A proportion of adult thalassaemics who received transfusions before hepatitis C virus screening was introduced into the transfusion programme have become infected.
Iron overload is the inevitable consequence of long-term regular transfusions and a major preventable cause of morbidity and mortality.
The anterior pituitary is very sensitive to iron in early childhood, and damage to it causes growth hormone and gonadotrop in deficiency. This manifests as short stature, delayed or absent pubertal development and infertility.
Hypothyroidism, hyperparathyroidism and glucose intolerance are later complications, and the most severe consequence of iron overload and commonest cause of death for thalassaemics in the developed world, is cardiac disease.
Iron overload can be both treated and prevented with a chelating agent. Three chelating agents are currently available in the UK, desferrioxamine, deferiprone and deferasirox.

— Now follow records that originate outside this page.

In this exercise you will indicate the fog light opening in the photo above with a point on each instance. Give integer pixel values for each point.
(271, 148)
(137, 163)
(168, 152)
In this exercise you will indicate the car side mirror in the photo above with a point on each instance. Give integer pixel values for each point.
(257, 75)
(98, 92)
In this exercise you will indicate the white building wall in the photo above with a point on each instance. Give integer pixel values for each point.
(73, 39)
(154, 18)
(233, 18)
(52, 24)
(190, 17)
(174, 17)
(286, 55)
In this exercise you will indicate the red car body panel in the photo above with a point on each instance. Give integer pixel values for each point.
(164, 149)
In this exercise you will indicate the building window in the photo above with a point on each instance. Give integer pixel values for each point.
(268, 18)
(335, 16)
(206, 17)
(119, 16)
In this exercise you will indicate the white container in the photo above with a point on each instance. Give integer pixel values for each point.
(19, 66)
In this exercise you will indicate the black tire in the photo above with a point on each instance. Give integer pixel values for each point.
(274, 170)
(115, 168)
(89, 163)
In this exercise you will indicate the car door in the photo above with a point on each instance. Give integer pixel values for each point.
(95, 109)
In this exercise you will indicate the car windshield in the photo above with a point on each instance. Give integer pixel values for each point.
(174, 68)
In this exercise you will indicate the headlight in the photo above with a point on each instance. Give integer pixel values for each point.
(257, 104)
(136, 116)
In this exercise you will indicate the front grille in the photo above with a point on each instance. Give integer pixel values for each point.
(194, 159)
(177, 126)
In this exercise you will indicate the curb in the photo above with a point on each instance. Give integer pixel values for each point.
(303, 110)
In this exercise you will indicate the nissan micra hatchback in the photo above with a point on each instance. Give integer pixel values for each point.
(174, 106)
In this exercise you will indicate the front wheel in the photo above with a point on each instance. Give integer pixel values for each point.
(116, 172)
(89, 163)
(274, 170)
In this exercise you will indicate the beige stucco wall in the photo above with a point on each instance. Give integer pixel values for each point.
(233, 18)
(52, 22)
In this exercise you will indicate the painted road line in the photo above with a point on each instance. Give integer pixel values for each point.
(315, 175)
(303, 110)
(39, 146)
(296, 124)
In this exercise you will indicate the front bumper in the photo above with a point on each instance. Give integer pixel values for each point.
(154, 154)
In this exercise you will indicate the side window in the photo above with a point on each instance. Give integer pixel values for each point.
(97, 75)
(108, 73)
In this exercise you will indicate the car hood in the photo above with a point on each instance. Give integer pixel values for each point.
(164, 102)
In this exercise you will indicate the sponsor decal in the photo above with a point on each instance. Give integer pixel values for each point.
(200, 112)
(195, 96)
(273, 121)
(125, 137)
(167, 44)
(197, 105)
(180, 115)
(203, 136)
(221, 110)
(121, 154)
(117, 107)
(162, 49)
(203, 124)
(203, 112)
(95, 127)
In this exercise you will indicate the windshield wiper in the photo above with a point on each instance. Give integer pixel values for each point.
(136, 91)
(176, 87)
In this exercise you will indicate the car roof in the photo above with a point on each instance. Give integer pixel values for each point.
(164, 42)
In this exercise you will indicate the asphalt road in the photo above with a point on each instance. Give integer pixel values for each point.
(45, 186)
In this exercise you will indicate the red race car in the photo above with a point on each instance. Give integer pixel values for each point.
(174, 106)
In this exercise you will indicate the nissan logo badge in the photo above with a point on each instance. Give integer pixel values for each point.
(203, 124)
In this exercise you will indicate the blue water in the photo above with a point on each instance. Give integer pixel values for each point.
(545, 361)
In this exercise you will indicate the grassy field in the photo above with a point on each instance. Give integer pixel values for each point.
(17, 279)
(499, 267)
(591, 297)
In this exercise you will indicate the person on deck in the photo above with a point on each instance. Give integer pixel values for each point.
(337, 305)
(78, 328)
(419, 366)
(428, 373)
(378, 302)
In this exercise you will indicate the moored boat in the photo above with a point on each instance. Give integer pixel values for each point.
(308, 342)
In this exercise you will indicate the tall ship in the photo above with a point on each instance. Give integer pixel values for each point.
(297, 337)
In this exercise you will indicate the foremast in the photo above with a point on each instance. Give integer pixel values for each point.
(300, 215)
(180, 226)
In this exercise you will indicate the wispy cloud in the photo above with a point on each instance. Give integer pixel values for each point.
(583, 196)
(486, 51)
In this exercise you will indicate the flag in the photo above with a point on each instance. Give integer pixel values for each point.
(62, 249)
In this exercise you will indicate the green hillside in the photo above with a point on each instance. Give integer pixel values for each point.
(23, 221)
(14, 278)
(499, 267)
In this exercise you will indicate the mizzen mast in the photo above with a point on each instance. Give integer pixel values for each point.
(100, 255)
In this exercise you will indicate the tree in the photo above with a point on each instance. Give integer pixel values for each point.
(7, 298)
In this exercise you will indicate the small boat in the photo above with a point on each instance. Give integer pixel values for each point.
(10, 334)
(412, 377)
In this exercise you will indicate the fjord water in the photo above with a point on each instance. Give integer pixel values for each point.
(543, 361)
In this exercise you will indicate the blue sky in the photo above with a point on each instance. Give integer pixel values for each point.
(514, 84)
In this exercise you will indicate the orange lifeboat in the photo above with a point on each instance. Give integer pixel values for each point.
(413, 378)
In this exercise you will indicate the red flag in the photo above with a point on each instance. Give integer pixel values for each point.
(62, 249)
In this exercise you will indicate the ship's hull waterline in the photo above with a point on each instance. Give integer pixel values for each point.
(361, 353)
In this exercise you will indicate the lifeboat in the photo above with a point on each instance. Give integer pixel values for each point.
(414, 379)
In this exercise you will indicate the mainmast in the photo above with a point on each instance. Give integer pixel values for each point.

Desferrioxamine is given by continuous subcutaneous infusion and the standard regimen is 30-50mg per kg given five to six nights per week over 10-12 hours using a syringe driver pump. A lower dosage is used in young children.
The use of desferrioxamine over the past 25 years has improved life expectancy and reduced rates of endocrine complications.
However it is an impractical regime, and around half of patients are unlikely to be able to adhere to treatment adequately even with practical aids, such as disposable infuser pump, and psychological support.
Deferiprone and deferasirox can be taken orally and are associated with improved compliance and better quality of life in patients who are unable to adhere to desferrioxamine therapy.